A federal appeals court in Washington has upheld as lawful a judge's ruling that a Houston businessman must pay about $1 million for his role in a national stock price manipulation scheme.
Federal securities regulators alleged the businessman, Peter Cahill, participated in a "pump-and-dump" scheme in which shares of a Texas-based oil and gas exploration and production company were artificially inflated through thousands of false and misleading phone calls.
The U.S. Securities and Exchange Commission filed civil charges against Cahill and others in 2005 in Washington federal district court. U.S. District Judge Rosemary Collyer last year ordered Cahill, who controlled Clearlake Venture Group, to disgorge the money he made in selling the shares.
Cahill’s lawyer, King & Spalding partner Russell Ryan in Washington, said the case presented a chance for the D.C. Circuit to clarify the limits on disgorgement in civil enforcement actions. Cahill consented to judgment against him in the SEC enforcement action. He did not admit or deny the allegations in the complaint.
The disgorgement order, Ryan said, was unfairly punitive because it held Cahill accountable for money he transferred to co-defendants. Ryan also argued the trial judge did not account for the pre-fraud value of the stock.
But the appeals court, in its unanimous ruling, said there was no reliable pre-fraud value of the shares. Chief Judge David Sentelle heard the case with judges Judith Rogers and Janice Rogers Brown. Rogers wrote the opinion for the court.
In the court’s ruling, Rogers noted that Cahill, citing his right against self-incrimination, did not offer evidence to rebut the SEC’s presentation of the value of the shares at issue.
The SEC’s Nicholas Bronni, who argued the case for the government, said Cahill had the burden to show the gross proceeds from the sale of the shares. It remains unknown, the SEC argued, what happened to the money after Cahill transferred it into a lawyer’s trust account.
Ryan, who practices in special matters and government investigations, was not immediately reached for comment this afternoon.

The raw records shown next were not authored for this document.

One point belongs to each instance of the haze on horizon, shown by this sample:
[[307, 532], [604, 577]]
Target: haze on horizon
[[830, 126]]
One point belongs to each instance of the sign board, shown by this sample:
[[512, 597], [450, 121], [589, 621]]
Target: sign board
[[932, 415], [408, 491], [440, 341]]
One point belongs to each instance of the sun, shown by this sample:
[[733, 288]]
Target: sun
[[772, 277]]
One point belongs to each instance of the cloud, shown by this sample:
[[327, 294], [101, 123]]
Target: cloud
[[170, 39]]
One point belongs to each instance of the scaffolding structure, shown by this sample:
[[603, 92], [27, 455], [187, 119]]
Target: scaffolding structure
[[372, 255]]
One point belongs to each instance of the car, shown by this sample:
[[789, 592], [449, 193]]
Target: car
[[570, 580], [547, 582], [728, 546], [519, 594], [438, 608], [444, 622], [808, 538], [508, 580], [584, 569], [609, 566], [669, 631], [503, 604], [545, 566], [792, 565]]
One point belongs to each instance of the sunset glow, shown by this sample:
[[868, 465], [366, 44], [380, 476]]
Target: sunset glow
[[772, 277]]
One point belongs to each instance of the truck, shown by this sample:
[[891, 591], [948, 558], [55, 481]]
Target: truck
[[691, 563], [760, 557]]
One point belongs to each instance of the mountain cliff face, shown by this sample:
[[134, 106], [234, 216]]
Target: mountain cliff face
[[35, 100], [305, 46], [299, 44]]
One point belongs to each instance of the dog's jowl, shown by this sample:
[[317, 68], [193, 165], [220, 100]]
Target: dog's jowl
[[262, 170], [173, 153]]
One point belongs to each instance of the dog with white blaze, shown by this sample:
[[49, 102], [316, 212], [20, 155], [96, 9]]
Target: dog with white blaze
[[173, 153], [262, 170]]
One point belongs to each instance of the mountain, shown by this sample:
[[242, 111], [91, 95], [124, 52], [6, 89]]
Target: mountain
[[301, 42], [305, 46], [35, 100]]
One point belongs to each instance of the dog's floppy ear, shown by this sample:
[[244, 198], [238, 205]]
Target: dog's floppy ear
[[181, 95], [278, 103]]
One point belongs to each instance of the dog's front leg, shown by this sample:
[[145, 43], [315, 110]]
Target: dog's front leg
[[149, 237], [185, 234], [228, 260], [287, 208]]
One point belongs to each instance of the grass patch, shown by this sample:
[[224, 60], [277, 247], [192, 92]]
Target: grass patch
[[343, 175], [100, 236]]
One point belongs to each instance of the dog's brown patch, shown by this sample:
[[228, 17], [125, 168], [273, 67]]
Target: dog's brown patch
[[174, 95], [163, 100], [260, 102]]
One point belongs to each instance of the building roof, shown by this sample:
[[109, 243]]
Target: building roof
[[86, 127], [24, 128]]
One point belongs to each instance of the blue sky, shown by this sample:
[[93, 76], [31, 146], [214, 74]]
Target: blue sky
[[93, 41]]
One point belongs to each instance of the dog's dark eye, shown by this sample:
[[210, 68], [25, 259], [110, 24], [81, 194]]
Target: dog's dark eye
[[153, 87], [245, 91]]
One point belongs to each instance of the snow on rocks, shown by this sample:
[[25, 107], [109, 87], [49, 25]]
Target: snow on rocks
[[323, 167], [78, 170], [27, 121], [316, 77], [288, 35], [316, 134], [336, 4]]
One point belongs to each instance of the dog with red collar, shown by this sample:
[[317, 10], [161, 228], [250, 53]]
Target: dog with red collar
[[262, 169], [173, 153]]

In the appeals court, Ryan argued that joint and several liability was inappropriate. He said Cahill did not have both a close relationship to other alleged conspirators and did not collaborate in the misconduct. Ryan said that, at the very least, a close relationship among participants is needed to impose joint and several liability.
Pointing to other circuits, the D.C. Circuit, which grappled with the issue for the first time, said when it comes to disgorgement, either a close relationship or collaboration is required. Not both.
“His approach would allow strangers who collaboratively engage in a fraudulent scheme in violation of the securities laws to escape joint and several liability merely because they were unrelated by blood or marriage or did not have the same employer,” Rogers said in the appellate ruling.
Cahill, the appeals court said, had the burden to establish why the disgorgement order should be spread out among alleged participants in the stock price scheme.